Glossary of AI Terms for Non-Profits
**Artificial Intelligence (AI)**: At its core, Artificial Intelligence represents a broad field of computer science dedicated to creating machines capable of performing tasks that typically require human intelligence. This encompasses a range of capabilities, from understanding language and recognizing patterns to making decisions and solving complex problems. For non-profit organizations, AI is not merely a futuristic concept but a tangible suite of technologies designed to enhance operational efficiency, deepen donor engagement, and ultimately amplify mission impact. By leveraging AI, non-profits can transition from reactive, labor-intensive processes to proactive, data-driven strategies, fundamentally transforming how they approach fundraising and donor cultivation. Understanding AI as the overarching umbrella is the first step toward appreciating its specialized applications within the philanthropic landscape.

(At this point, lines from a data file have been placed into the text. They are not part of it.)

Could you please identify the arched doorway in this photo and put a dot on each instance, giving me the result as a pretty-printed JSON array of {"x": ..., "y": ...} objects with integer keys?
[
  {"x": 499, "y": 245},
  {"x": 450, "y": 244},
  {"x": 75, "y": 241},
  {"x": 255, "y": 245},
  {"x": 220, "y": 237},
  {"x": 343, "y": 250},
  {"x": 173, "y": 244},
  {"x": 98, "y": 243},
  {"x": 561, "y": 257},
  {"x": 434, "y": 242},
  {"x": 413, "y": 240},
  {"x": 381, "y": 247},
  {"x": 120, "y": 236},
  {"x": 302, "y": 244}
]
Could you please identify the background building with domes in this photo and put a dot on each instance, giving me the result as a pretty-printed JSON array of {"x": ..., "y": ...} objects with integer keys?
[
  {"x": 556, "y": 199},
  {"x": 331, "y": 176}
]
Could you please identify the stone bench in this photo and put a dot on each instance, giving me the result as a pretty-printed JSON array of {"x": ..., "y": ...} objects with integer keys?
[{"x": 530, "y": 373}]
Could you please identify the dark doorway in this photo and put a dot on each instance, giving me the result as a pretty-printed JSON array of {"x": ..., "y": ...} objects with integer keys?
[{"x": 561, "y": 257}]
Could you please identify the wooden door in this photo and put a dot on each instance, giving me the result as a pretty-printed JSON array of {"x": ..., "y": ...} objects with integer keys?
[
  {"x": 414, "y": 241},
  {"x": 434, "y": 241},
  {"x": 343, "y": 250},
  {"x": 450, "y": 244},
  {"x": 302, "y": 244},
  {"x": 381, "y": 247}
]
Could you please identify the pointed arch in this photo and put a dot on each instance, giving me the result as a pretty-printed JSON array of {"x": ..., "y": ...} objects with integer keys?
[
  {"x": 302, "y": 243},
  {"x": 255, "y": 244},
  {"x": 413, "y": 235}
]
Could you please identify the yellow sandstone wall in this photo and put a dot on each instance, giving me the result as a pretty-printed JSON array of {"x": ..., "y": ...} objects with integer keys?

**Machine Learning (ML)**: A powerful subset of AI, Machine Learning empowers computer systems to learn from data without being explicitly programmed for every scenario. Instead, ML algorithms are trained on vast datasets, identifying intricate patterns and relationships that allow them to make predictions or decisions based on new, unseen information. This iterative process means that the more data an ML model analyzes, the more accurate and insightful its outputs become. For non-profits, ML is invaluable for predicting donor behavior, identifying individuals most likely to make a significant gift, or even forecasting the success of specific fundraising campaigns. Embracing ML enables fundraising teams to optimize their outreach, personalize communications, and allocate precious resources more effectively, shifting towards a truly data-informed approach.